The Small Business Administration overstepped its authority in setting a $20 million cap on Paycheck Protection Program loans, according to lawsuits filed Monday by nursing home company Accordius Health and its 47 affiliates.

The lawsuits name as defendants the SBA; Isabella Casillas Guzman in her official capacity as SBA administrator; Janet Yellen in her official capacity as secretary of the Treasury Department; and the US government.

According to court records, the Accordius Health affiliates were deemed ineligible for PPP loans in November because the company as a whole had exceeded the borrowing cap. Accordius Health appealed the decision, claiming that the limit was “improper because it is not found in the CARES Act or in the Economic Aid Act.” 

Initially, PPP loans were limited to no more than $10 million for a single eligible borrower. Later, the SBA placed a $20 million cap on PPP loans that businesses in a “single corporate group” could receive.

But in the complaint, Accordius Health said that “Congress never adopted a limitation in the form of a maximum cap that a so-called ‘corporate group’ might borrow or seek forgiveness of, and did not even mention corporate groups as a category.”

The SBA’s Office of Hearings and Appeals upheld the SBA’s decision, ruling that the Accordius Health affiliates are, indeed, part of a corporate group and bound by the $20 million borrowing limit. The company, however, maintains that each Accordius Health facility is “a separate and distinct operating company from the other 47 entities for which SBA denied loan forgiveness.”

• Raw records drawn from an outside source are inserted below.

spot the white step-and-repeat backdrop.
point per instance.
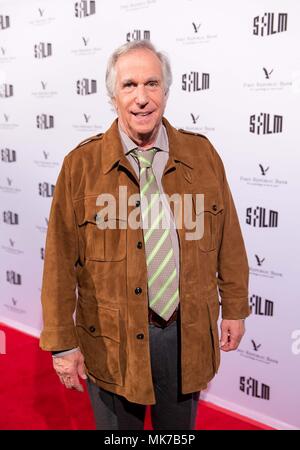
(236, 70)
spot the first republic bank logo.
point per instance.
(194, 81)
(42, 50)
(4, 22)
(86, 86)
(270, 23)
(85, 8)
(44, 121)
(6, 90)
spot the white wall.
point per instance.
(249, 74)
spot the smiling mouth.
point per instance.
(142, 114)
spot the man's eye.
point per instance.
(128, 85)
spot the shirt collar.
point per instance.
(161, 141)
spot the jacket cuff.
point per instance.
(235, 308)
(56, 338)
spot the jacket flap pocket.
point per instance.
(87, 317)
(86, 210)
(109, 323)
(212, 203)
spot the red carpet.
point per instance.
(32, 397)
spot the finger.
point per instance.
(76, 384)
(81, 371)
(224, 338)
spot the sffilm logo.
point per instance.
(257, 217)
(263, 123)
(46, 189)
(194, 81)
(86, 86)
(8, 155)
(261, 307)
(42, 50)
(44, 121)
(267, 24)
(4, 22)
(85, 8)
(6, 90)
(10, 218)
(253, 387)
(138, 35)
(13, 277)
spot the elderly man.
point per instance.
(145, 291)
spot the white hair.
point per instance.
(110, 77)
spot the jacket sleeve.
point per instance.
(233, 270)
(59, 275)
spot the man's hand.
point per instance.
(69, 368)
(232, 332)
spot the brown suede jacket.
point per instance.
(95, 271)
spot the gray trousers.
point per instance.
(172, 411)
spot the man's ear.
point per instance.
(114, 103)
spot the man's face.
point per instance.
(140, 97)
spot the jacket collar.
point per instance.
(113, 152)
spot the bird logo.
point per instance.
(259, 261)
(263, 170)
(267, 74)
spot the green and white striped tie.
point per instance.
(162, 277)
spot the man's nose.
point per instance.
(141, 95)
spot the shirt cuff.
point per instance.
(67, 352)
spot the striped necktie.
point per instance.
(162, 277)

In separate filings, Accordius Health affiliates are petitioning the District Court for the Western District of North Carolina, Asheville Division, to reverse SBA’s Nov. 1 decision denying the company’s request for loan forgiveness, as well as the OHA’s March 8 and April 10 orders affirming the SBA’s decision and, as a result, an order directing SBA to forgive the Accordius Health’s PPP loan loans.

The company also is asking to be reimbursed by the SBA “for all sums repaid (and that will be repaid) on the PPP loan, plus interest, in an amount to be proven, attorneys’ fees and such other and further relief as the court may find just and proper.”

The law firm representing Accordius Health and affilates had not responded to a request for comment by the publication deadline.